August 20, 2025

Hands-on with Tabsdata: Automating Insurance Claim Processing with Tabsdata and Databricks

Special thanks to Josh Patterson and Patterson Consulting for their collaboration and insights as secondary authors on this piece. You can explore more of their work at pattersonconsultingtn.com

All code for this post can be found here: Ingesting Insurance Claim Data from Gmail into Databricks

Insurance teams depend on timely, accurate claim data to make fast decisions. However, when Third-Party Administrators send claim data as spreadsheets by email, often with mismatched schemas, it creates bottlenecks that slow things down.

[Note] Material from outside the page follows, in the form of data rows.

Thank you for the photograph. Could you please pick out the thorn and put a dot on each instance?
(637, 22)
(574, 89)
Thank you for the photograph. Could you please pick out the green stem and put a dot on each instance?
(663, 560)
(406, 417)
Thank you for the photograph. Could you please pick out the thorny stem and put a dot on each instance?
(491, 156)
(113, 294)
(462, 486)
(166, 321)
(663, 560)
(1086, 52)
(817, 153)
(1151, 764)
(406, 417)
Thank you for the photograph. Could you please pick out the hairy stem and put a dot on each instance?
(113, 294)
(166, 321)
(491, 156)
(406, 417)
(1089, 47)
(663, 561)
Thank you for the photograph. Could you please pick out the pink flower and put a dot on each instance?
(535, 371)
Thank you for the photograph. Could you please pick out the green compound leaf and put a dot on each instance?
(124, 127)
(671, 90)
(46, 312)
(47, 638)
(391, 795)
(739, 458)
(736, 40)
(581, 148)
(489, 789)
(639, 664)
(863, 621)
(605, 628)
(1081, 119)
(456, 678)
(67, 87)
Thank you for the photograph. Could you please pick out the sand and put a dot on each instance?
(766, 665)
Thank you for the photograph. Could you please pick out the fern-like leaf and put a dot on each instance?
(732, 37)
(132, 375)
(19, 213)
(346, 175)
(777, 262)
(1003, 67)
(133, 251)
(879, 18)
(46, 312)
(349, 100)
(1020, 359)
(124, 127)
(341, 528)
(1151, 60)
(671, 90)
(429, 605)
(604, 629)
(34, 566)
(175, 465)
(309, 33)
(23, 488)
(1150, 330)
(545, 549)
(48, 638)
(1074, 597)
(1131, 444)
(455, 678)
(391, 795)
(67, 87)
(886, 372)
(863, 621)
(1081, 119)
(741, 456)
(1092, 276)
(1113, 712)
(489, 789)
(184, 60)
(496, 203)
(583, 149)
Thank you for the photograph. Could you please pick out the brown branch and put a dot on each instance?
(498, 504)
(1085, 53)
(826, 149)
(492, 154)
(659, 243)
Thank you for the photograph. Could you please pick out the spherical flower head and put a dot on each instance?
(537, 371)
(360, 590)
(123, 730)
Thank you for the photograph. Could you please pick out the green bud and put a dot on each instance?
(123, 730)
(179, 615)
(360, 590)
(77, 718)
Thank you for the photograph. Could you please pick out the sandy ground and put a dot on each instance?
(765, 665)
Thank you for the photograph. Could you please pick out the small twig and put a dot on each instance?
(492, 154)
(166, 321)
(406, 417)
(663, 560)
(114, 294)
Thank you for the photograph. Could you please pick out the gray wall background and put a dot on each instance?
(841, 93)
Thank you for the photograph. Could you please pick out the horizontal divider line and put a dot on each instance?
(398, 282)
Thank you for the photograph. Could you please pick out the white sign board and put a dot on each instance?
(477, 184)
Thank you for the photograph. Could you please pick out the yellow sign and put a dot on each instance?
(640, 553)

Engineers end up cleaning and restructuring files instead of building reliable workflows, and business leaders wait longer for insights they need today.

In this post, we’ll show how Tabsdata and Databricks can empower a single engineer to automate an entire insurance claim workflow end-to-end: from collecting claim files straight out of Gmail, to standardizing and enriching them, to publishing clean, versioned data into Databricks for analysis. The result is a workflow that saves time, reduces errors, and gives your claims team the data they need when they need it.

What is Tabsdata

Tabsdata follows a Pub/Sub approach that makes data integration more scalable and flexible than traditional data integration pipelines. Instead of extracting and loading data directly into your data platform, you publish datasets into tables within the Tabsdata Server. From there, Databricks (or any other platform) can subscribe to those tables.

Between publishing and subscribing, you can add transformation steps to clean, enrich, or reshape the data as needed. Each step in this workflow is implemented as a Tabsdata Function, which is a simple Python function that either reads from or loads data into Tabsdata Tables.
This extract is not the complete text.